Data Preparation and Validation

The information for agent-target interaction was obtained through retrieving Drug-Gene Interaction database (DGIdb) (Wagner et al., 2015), Therapeutic Target Database (TTD) (Qin et al., 2014), and DrugBank (Law et al., 2014). Only the clinically supported or approved activities of the agents were used in the present study, which were derived from DrugBank, TTD, and ClinicalTrials (Zarin et al., 2011; Law et al., 2014; Qin et al., 2014). The disease-associated gene information was derived from the following eight databases: Genetic Association Database (GAD) (Becker et al., 2004), Online Mendelian Inheritance in Man (OMIM) (Hamosh et al., 2005), Clinvar (Landrum et al., 2014), Orphanet (http://www.orpha.net/consor/cgi-bin/index.php), DisGeNET (Piñero et al., 2015), INtegrated TaRget gEne PredItion (INTREPID) (Chen and Tian, 2016), GWASdb (Nelson et al., 2015), and The Human Gene Mutation Database (HGMD) (Wang X. et al., 2012) (Figure 1).

FIGURE 1

Figure 1. Pipeline for data processing. Disease-associated genes were derived from eight databases. Agent activities were obtained from TTD, DrugBank, and ClinicalTrials. The disease terms of genes and the indication annotations of agents were uniformed to UMLS concepts using MetaMap. Using the disease classes provided by pharmaprojects (Similarity threshold: 0.75), 703 types of diseases for 19,233 genes were identified, resulting in 914,190 gene-disease pairs. Through searching DGIdb, TTD, and DrugBank, 3,346 genes were targeted by 14,558 agents. 3,346 targets were associated with 703 diseases, resulting in 359,101 gene-disease pairs; 5,759 agents were indicated for treating 667 diseases, resulting in 74,902 agent-disease pairs.

To facilitate the present analysis, a natural language processing tool MetaMap was used to convert disease terms of genes and indication annotations of agents to Unified Medical Language System (UMLS) concepts (Aronson, 2001), where the Medical Subject Headings (MeSH) thesaurus was selected as the vocabulary source of UMLS (Liu et al., 2014). Using the disease classes provided by pharmaprojects (Similarity threshold: 0.75) (Mcinnes et al., 2009), the chemical agents were indicated for treating 667 disease classes and the disorder-related genes were associated with 703 disease classes (Figure 1). All of the data are freely available at SCG-Drug (http://zhanglab.hzau.edu.cn/scgdrug).

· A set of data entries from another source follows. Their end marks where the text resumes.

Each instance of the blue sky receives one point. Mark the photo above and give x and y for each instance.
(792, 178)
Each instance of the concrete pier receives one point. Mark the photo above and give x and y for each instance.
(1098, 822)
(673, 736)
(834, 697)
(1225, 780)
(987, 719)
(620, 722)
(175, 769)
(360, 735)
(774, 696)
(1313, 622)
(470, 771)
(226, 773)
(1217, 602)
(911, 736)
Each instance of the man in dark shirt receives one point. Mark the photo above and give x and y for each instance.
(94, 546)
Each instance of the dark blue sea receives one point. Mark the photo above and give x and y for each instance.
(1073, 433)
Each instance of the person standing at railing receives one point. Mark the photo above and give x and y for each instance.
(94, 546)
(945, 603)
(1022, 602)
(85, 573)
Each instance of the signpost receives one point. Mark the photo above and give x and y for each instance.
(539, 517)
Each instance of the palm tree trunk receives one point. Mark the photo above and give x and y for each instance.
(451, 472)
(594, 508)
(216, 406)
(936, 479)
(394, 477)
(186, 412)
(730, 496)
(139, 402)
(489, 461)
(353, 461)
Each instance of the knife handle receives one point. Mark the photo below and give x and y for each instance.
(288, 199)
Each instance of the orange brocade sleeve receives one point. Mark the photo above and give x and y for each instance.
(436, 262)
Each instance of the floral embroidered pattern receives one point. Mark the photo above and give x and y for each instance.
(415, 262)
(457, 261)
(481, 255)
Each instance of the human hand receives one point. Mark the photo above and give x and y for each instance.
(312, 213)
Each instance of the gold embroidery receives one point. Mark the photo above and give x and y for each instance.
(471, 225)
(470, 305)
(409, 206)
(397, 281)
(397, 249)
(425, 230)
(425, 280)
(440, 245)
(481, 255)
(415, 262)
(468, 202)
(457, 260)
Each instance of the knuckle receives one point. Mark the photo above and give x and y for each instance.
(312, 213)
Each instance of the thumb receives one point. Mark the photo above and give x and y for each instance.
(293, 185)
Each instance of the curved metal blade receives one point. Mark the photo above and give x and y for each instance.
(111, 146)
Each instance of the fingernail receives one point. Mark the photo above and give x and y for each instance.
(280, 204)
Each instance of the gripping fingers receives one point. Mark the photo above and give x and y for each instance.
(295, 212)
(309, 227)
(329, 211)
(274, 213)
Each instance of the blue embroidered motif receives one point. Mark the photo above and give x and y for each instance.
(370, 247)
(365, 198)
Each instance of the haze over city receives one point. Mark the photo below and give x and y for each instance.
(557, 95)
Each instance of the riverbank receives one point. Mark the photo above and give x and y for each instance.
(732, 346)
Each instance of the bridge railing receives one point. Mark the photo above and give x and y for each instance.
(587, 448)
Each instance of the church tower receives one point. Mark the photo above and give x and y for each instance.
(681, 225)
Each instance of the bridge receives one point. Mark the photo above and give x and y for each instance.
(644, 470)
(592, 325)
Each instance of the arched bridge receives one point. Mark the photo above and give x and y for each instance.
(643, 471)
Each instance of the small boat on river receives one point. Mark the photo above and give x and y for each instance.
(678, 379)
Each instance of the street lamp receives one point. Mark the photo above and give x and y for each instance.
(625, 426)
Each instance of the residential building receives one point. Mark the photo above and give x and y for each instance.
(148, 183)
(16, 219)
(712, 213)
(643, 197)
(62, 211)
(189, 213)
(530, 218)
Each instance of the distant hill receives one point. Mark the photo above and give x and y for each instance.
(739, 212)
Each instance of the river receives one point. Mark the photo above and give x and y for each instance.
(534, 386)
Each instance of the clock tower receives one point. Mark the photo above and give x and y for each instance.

Data validation was performed by the following analyses. First, we assessed the reliability of the gene-disease pairs by examining whether similar diseases cover similar gene sets. The disease similarity was measured using UMLS::similarity (Mcinnes et al., 2009); the disease gene set distance was calculated using the Tanimoto coefficient (see Methods). As shown in Figure 2A, a definite correlation exists between disease similarity and gene set distance. That is, if two diseases exhibit similar symptoms, then these diseases tend to involve similar genes, validating the identified gene-disease pairs. Then, we used a similar method to evaluate the quality of agent-disease pairs. A good correlation was observed between disease similarity and agent set distance (Figure 2A), supporting the reliability of agent-disease pairs. Therefore, one can infer the activities of agents through their target-associated genetic diseases, provided the agents and the targets are truly linked. As illustrated in Figure 2B, for the agents in TTD, DGIdb, and DrugBank, 4.1, 4.7, and 5.3% of their genetics-implicated activities are supported by clinical trials, respectively, comparable with the PheWAS-based activity prediction efficiency (Rastegar-Mojarad et al., 2015). However, if the agents were randomly assigned with targets (for 10,000 times), the clinically supported activities derived from genetic predictions are significantly rarer than those from real agent-target pairs (Figure 2B, P < 10⁻⁴). This 10,000-permutation test validates the agent-target associations.

FIGURE 2

Figure 2. Validation of gene-disease pairs, agent-disease pairs and agent-target pairs. (A) Correlations between disease similarity and disease gene set distance or drug set distance. The disease similarity was measured using the UMLS::similarity, and the disease gene set or drug set distance was characterized by Tanimoto coefficient. (B) Clinically active ratios of genetics-implicated agent activities. The red, brown, and green vertical dashed lines indicate the clinically active ratios derived from real agent- target pairs in TTD, DGIdb, and DrugBank, respectively. The curves show the clinically active ratio frequency distributions for 10,000 random permutations of agent-target pairs.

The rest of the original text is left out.